Abstract
Background:
Critically ill children are prone to nosocomial infections, which may lead to adverse outcome. Low serum concentrations upon admission to the pediatric intensive care unit (PICU) of the mannan-binding lectin (MBL)-associated serine protease (MASP)-3 protein of the lectin pathway of complement activation have been associated with risk of infection and prolonged need for intensive care. We hypothesized that also a low upon-admission concentration of collectin-L1 (CL-L1), a novel member of this pathway, is independently associated with these adverse outcomes.
Methods:
We quantified the serum concentrations of CL-L1 in 81 healthy children and in 700 critically ill children upon PICU admission.
Results:
CL-L1 concentrations were significantly lower in the critically ill children as compared with the healthy children.
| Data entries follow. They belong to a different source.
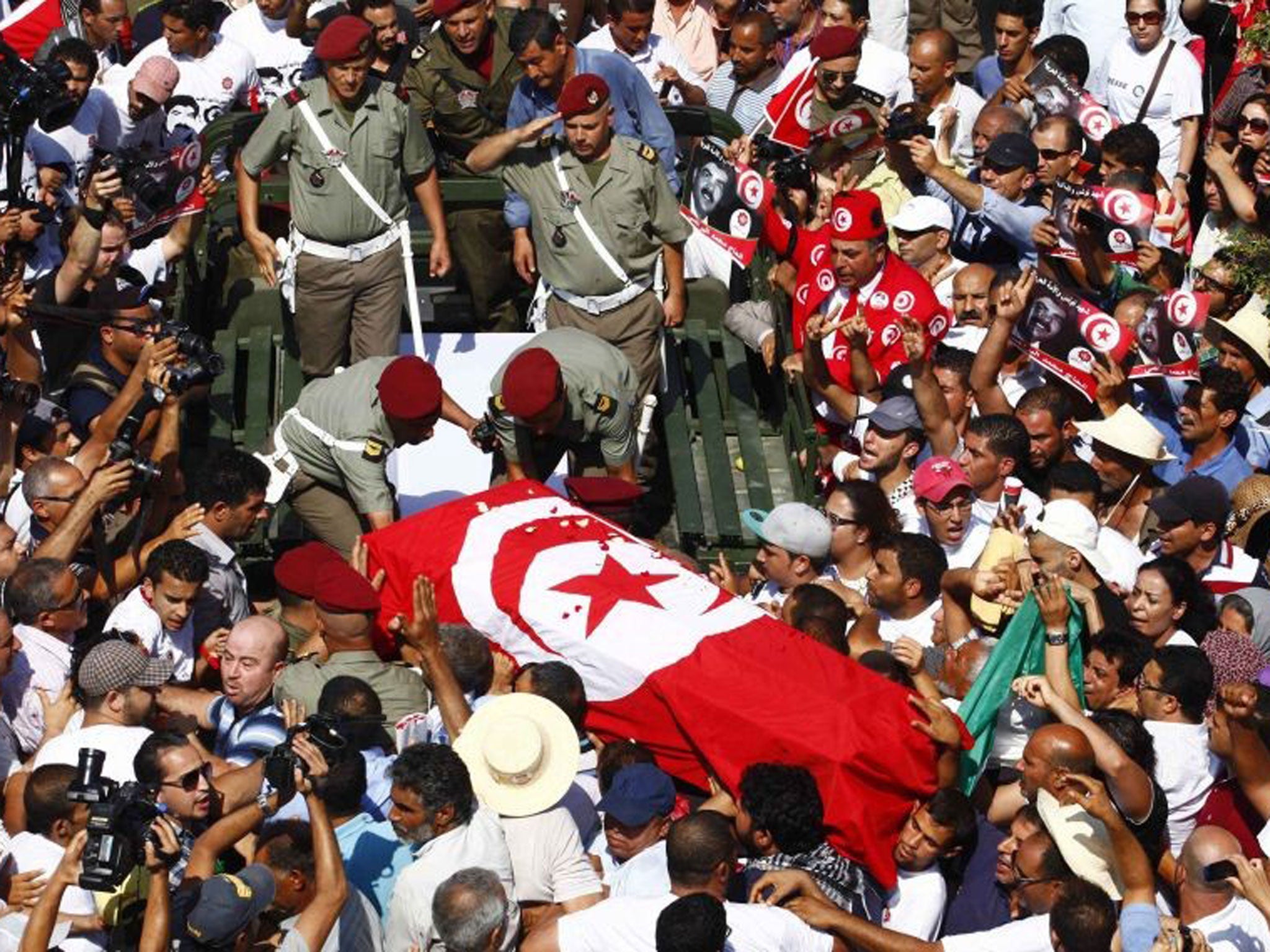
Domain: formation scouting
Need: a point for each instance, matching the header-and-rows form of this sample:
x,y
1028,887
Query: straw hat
x,y
521,752
1250,328
1082,840
1129,432
1249,505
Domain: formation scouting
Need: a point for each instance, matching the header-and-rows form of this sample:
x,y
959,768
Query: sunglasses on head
x,y
189,781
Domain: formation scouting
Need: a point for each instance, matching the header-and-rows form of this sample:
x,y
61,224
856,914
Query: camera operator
x,y
117,681
55,839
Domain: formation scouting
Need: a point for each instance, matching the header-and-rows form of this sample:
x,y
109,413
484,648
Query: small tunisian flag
x,y
667,658
29,27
However, corrected for baseline characteristics, risk factors and several lectin pathway proteins, a higher CL-L1 concentration upon PICU admission was independently associated with an increased risk of acquiring a new infection and with a prolonged time to PICU discharge. In contrast, a low MASP-3 concentration remained independently associated with these adverse outcomes.
Conclusion:
A high serum CL-L1 concentration in critically ill children upon PICU admission is associated with an increased risk of infection and prolonged need of intensive care, and counteracts the protective effect of having a high MASP-3 concentration.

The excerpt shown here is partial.